Making Facebook Self Healing
New submitter djeps writes "I used to achieve some degree of automated problem resolution with Nagios Event Handler scripts and RabbitMQ, but Facebook has done it on a far larger scale than my old days of sysadmin. Quoting: 'When your infrastructure is the size of Facebook's, there are always broken servers and pieces of software that have gone down or are generally misbehaving. In most cases, our systems are engineered such that these issues cause little or no impact to people using the site. But sometimes small outages can become bigger outages, causing errors or poor performance on the site. If a piece of broken software or hardware does impact the site, then it's important that we fix it or replace it as quickly as possible. ... We had to find an automated way to handle these sorts of issues so that the human engineers could focus on solving and preventing the larger, more complex outages. So, I started writing scripts when I had time to automate the fixes for various types of broken servers and pieces of software.'"
We had to find an automated way to handle these sorts of issues so that the human engineers could focus on solving and preventing the larger, more complex outages.
This seems backwards to me. Surely the "larger, more complex outages" are caused by an accumulation of, or interaction between, the smaller, less complex problems/situations. If all of the smaller problems are well understood and dealt with, then those more complex problems should not arise. I think it's dangerous to assume that because the smaller problems can be transiently resolved by a script with minimal human intervention that the more complex problems need less exploration. Sure, scripts to handle the less complex issues are great, but this should not shift the focus of the human engineers to "focus on solving and preventing complex outages"; solving those often (always?) means solving the less complex issues.
How are we supposed to kill it if it's self-healing? Now it will never die!
"None can love freedom heartily, but good men; the rest love not freedom, but license." --John Milton
if it were true facebook would just self destruct
"Today, the FBAR service is developed and maintained by two full time engineers, but according to the most recent metrics, it’s doing the work of approximately 200 full time system administrators".
We had to find an automated way to handle these sorts of issues so that the human engineers could focus on solving and preventing the larger, more complex outages.
Given how glitchy Facebook was in the past, I can't help but be reminded of this comic.
...given how broken most of the site is on a daily basis.
Could they do the world a favour and write scripts to make it self-terminate instead?
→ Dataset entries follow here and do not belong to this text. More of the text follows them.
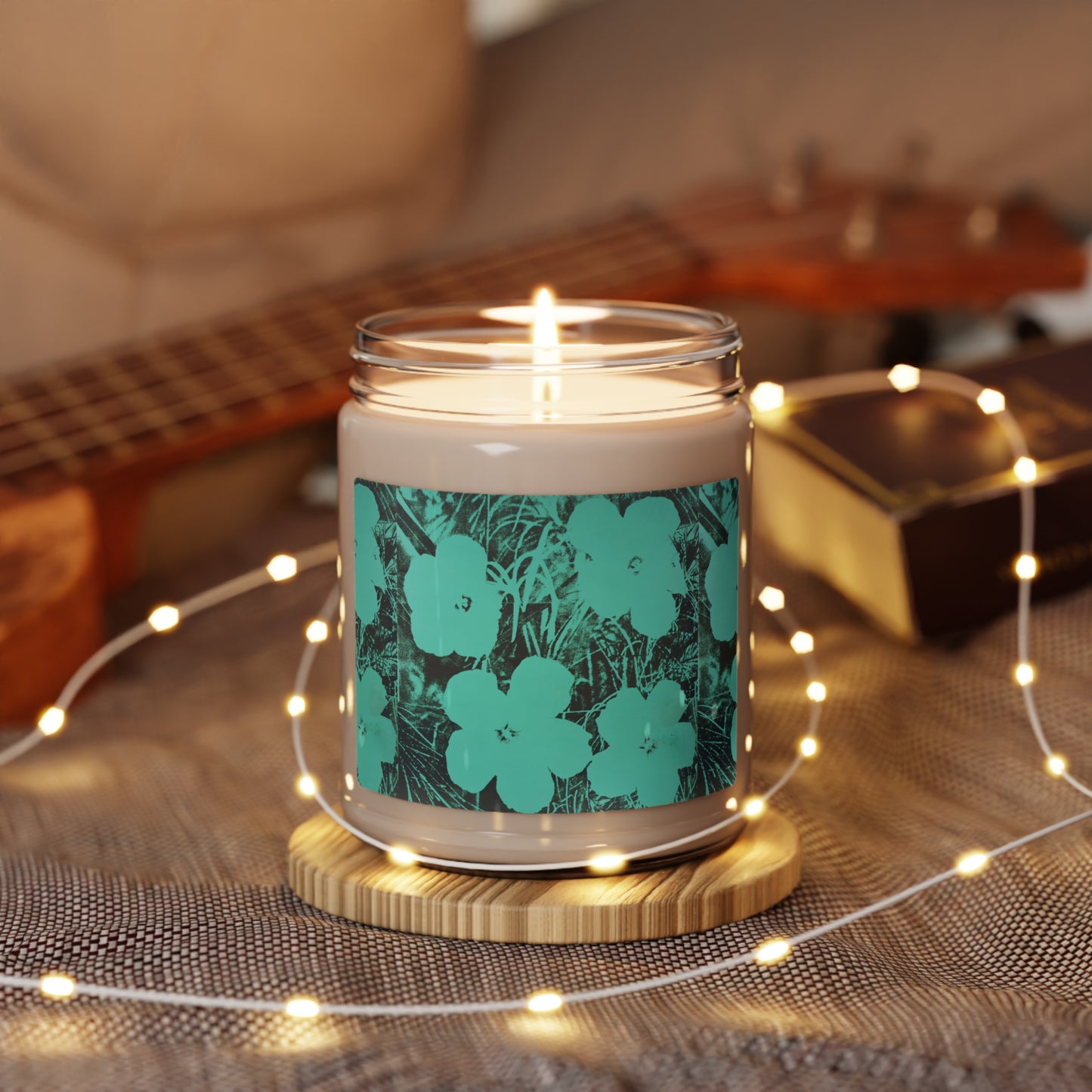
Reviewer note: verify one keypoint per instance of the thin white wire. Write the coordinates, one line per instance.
(858, 382)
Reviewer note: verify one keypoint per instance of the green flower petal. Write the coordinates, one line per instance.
(527, 789)
(722, 586)
(539, 687)
(654, 613)
(561, 746)
(596, 527)
(623, 719)
(372, 697)
(473, 700)
(452, 606)
(472, 759)
(667, 702)
(613, 773)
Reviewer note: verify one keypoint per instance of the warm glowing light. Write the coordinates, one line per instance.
(1025, 469)
(905, 377)
(163, 618)
(608, 863)
(282, 567)
(544, 329)
(545, 1001)
(1025, 674)
(302, 1008)
(773, 951)
(767, 397)
(57, 985)
(972, 863)
(1056, 766)
(1027, 567)
(51, 721)
(772, 599)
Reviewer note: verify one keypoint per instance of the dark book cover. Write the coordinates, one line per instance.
(942, 471)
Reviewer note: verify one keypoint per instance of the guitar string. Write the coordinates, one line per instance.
(769, 952)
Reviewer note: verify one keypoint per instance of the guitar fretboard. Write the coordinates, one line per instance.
(287, 363)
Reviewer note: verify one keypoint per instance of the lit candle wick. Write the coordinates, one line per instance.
(546, 351)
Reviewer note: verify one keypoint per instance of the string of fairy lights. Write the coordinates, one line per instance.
(766, 398)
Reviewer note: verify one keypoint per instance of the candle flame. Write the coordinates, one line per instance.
(544, 329)
(547, 353)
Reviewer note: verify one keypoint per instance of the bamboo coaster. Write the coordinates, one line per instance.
(331, 869)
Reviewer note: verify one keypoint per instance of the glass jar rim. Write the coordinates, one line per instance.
(453, 338)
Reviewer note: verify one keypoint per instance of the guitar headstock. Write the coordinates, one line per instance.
(844, 245)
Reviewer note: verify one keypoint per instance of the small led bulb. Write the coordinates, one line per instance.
(57, 985)
(51, 721)
(773, 951)
(1025, 674)
(302, 1008)
(971, 864)
(282, 567)
(772, 599)
(905, 377)
(1027, 567)
(546, 1001)
(991, 401)
(767, 397)
(163, 618)
(608, 863)
(1025, 470)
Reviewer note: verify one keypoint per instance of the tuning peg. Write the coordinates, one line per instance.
(861, 234)
(983, 225)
I was rolling out Big Brother Network Monitor a decade ago. It was well capable of doing this.
Today, I'd use an RDB that stored output from perl:DBI cronjobs running on each machine, and another job that checked the db and made sure all that ought to be happening had reported in successfully recently. Anything that hadn't would trigger an email to someone to look into it.
Easy to develop, implement, extend, and maintain.
No, I don't want to connect to FB just to read the article. Post it somewhere else if you want it read.
"Tongue tied and twisted, just an Earth bound misfit
Damn, if I weren't so adverse to soul crushing rejection, I'd apply.
This guy was insightful and informative, so I believe what is quoted above.
And I'm surprised: I figured Facebook would be either more bureaucratic (like MS) or kinda dickishly autocratic (like Zuckerberg is rumoured to be).
I mean, when was the last time something on Facebook actually worked?
Auto ticketed errors, I am Amazed. If you did not detect sarcasm, please enter a problem ticket. You don't think that shit's automated do you?
So this is basically a script that restarts dead daemons, right?
What's the difference between this and Upstart?
http://upstart.ubuntu.com/faq.html
I'm not a lawyer, but I play one on the Internet. Blog
I was thinking more in terms of "assisted suicide".
If you want news from today, you have to come back tomorrow.
MSP I work for has been doing this for at least 3 years. It can also call people and give them a menu of actions if such is a requirement.
Part of the reason Facebook and Google can "self heal" is because failures are mostly not noticeable by end users. If a Facebook or Google machine fails, unless you are getting a 404 or a service failure message there is little to no way for you to know that the web page you have been served up is wrong, partial or out of date. This failure ambiguity provides a lot of leeway on the methods and speed required to fix a failure.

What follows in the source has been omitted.